Pak De - Sebagian besar Pekerja Migran Indonesia di Hongkong memanggil Polisi dengan sebutan PaK De.Bisa jadi, orang Jawalah yang menyematkan sebutan ini pada mereka. Yah, kalau nggak orang Jawa siapa lagi coba. Nggak mungkin kan orang Batak manggil Pak De, paling juga Tulang. Tulang sapi. Tulang iga, Tulang Rusuk. #eh ini nggak berlaku ding.

Awalnya, aku juga bingung, kenapa bisa dipanggil Pak De.
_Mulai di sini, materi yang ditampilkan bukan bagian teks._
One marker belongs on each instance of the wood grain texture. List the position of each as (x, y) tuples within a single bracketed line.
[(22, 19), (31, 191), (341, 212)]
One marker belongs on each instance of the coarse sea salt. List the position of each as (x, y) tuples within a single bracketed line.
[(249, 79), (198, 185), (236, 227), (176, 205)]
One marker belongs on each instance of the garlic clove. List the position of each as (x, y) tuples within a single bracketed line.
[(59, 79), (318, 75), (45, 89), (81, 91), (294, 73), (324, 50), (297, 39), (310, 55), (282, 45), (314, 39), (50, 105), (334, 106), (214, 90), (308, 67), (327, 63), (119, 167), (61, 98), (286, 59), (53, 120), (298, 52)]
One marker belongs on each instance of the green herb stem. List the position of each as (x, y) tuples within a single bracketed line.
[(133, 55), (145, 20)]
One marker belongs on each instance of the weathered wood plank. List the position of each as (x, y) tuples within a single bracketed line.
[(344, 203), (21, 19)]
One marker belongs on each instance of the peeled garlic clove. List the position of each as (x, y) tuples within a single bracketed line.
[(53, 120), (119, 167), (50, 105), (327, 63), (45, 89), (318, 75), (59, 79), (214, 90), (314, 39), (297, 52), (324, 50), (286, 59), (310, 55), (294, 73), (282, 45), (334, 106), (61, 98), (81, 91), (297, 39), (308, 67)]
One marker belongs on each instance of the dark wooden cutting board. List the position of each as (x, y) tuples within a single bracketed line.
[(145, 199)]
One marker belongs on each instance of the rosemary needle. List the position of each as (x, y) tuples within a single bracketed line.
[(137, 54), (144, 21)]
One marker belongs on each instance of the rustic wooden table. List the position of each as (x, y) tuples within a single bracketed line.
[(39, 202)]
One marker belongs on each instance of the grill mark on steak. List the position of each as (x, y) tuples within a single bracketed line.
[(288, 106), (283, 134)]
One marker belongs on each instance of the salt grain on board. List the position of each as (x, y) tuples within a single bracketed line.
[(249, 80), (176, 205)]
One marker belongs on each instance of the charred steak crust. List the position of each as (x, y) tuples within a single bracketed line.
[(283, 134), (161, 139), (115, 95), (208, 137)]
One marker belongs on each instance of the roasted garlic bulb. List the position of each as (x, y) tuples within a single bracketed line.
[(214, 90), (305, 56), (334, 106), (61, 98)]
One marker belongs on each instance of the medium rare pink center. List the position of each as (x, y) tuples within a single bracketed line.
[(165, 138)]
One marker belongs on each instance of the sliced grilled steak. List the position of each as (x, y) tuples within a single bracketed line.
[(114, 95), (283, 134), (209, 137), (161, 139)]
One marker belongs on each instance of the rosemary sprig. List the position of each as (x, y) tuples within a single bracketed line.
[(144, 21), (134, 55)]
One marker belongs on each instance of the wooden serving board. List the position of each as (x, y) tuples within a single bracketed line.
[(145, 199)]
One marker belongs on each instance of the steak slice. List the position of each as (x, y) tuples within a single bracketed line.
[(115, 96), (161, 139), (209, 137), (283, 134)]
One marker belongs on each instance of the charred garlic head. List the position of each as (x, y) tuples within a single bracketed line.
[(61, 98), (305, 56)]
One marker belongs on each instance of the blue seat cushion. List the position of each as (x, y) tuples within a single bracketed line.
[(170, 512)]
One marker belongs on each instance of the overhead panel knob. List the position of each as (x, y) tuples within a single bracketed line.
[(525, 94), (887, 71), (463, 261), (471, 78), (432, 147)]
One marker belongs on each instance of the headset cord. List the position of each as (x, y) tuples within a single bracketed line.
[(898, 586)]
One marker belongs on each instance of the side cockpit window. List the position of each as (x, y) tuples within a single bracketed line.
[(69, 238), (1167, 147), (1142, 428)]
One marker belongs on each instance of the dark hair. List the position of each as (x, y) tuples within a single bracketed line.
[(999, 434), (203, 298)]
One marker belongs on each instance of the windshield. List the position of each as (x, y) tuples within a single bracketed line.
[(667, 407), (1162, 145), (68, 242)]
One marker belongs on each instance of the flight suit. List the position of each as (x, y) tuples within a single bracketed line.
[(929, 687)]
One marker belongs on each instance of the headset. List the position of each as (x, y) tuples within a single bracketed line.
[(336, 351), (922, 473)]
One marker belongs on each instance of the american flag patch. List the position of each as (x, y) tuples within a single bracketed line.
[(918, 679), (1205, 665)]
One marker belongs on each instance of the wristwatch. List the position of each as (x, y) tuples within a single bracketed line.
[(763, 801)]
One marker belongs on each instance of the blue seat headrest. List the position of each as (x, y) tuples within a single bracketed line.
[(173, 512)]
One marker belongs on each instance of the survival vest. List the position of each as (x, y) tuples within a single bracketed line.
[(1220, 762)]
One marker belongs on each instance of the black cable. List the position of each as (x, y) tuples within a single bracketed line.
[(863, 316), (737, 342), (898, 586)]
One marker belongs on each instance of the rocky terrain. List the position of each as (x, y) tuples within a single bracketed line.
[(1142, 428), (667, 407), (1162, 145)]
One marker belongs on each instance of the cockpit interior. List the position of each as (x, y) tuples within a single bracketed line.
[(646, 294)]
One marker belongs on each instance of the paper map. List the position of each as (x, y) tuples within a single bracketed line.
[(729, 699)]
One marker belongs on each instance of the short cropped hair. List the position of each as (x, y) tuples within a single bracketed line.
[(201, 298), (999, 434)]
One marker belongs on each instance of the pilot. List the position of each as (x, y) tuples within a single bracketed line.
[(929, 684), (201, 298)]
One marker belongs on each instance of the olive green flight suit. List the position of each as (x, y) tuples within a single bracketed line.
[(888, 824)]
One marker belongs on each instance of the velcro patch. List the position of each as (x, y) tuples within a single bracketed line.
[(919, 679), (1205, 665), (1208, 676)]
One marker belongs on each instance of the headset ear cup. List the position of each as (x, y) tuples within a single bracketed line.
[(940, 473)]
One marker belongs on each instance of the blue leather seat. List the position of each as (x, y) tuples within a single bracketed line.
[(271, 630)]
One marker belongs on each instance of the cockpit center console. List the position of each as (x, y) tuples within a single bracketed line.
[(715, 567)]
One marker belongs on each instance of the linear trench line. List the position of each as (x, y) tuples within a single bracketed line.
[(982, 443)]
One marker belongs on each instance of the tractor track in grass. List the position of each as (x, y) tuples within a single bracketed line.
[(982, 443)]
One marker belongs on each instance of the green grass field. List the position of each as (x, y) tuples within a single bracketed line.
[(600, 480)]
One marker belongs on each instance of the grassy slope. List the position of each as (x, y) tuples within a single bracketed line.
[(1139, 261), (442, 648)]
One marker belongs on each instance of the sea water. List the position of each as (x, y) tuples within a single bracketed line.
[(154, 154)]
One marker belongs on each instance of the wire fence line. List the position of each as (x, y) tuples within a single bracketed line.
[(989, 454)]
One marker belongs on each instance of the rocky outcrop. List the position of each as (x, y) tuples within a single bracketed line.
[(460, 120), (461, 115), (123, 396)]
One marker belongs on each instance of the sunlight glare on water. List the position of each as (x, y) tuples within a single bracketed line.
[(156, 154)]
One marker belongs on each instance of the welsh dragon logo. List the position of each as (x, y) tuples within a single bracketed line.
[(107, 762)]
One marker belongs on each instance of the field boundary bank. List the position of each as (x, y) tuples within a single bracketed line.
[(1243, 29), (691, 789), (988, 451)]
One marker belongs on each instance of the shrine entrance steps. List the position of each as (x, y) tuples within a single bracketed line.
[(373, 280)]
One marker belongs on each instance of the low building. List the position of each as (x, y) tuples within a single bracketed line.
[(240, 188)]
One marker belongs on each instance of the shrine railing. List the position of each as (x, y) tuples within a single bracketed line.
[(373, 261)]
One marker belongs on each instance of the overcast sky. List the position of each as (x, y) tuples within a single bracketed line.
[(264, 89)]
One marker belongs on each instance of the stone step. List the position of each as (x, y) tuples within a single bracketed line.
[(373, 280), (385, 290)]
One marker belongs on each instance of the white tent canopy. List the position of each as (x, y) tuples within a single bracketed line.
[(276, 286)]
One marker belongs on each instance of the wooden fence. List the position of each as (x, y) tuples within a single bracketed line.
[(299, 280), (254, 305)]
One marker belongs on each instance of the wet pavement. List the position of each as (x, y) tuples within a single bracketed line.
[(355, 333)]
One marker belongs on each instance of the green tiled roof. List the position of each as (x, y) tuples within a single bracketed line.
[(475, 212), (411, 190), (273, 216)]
Ternyata, sebutan itu adalah kode keras agar para penjual / pekerja (Ilegal) segera lari atau setidaknya bersembunyi jika ada Pak De lewat. Soalnya, jika mereka lewat dan gesture kita mencurigakan, pasti langsung dimintain safencing / KTP Hongkong. Ya, kalau nggak salah sih nggak perlu takut. Tapi ya bagi sebagian pekerja yang melanggar aturan kerja pastilah grogi dan salah tingkah. Macam orang lagi PDKT. #Tsahhh

Oh ya, Babu seperti aku ini, sebenarnya dilarang keras untuk berjualan baik online atau terang-terangan di Hongkong. Soalnya, visa kerjanya beda dan hukum di Hongkong melarang hal yang sedemikan itu bagi domestic helper. Makanya, jika sampai terciduk sama Pak De, siap-siap saja masuk hotel prodeo. Paling minim masuk sana itu 1-3 bulan. Ini minimal loh ya. Sayang banget kan. Tapi ya yang namanya maling pasti lebih pinter daripada polisi. (ini arti kiasan, ntar yang nggak ngerti arti kiasan salah tompo) :D

Minggu, 17 Juni 2018, sekitar pukul 3.30 sore, aku ketemu Pak De di depan pintu mau Commercial Building, CausewayBay. Dandananya rapi tapi nggak ngepres body. Yah, masih ada longgar-longgarnya gitu tuh baju. Jadi nggak memperlihatkan perutnya yang SIX PEX atau bahkan Wan Pex. Seperti biasa, dijam seperti itu, biasanya Pak De keliling. Aku seperti sudah paham jadwal-jadwal mereka. Maklumlah, dulu (pada masanya jualan) mataku seperti elang yang memantau setiap gerak-gerik mencurigakan. Kuping ini seperti sudah dialarm jika mendengar kata Pak De yang dinaikan 7 oktaf. Saling sahut menyahut. :D

Nah, sore kemarin, mereka berpencar. Sebagian melewati sisi kiri Indomarket lama, sebagian lagi dari arah restoran sedap gurih. Aku yang saat itu sedang memarkirkan Mama mendadak kaget bin ngesakne. Satu koper dagangan langsung diciduk Pak De. Beberapa penjual yang sememangnya berdagang di sekitaran tempat itu, langsung menutup barang jualanannya dengan kain yang sememangnya sudah dipersiapkan. Satu koper yang berada di pojokan itu langsung diangkut, beruntung saat itu tidak ada si embak yang menjaganya. Lawong kopernya dibiarkan terbuka plus orang e nggak tau ke mana. Nah, setelah terciduk, si embak yang kemungkinan besar pakai baju pink itu datang. Tapi aku nggak bisa memastikan, apakah itu benar barang punya dia atau bukan. Lha, mau tanya gimana coba, untuk mendekat pun aku masih dag dig dug. Takut ikut terciduk :D



Di detik yang kesekian setelah kejadian itu – dari arah berlawanan - Pak De mengangkut seplastik besar. Entah apa isinya, dugaanku sih ya barang dagangan. Lha masak sih, Pak De mau-maunya ngangkutin sampah di jam sesibuk itu. Logikanya.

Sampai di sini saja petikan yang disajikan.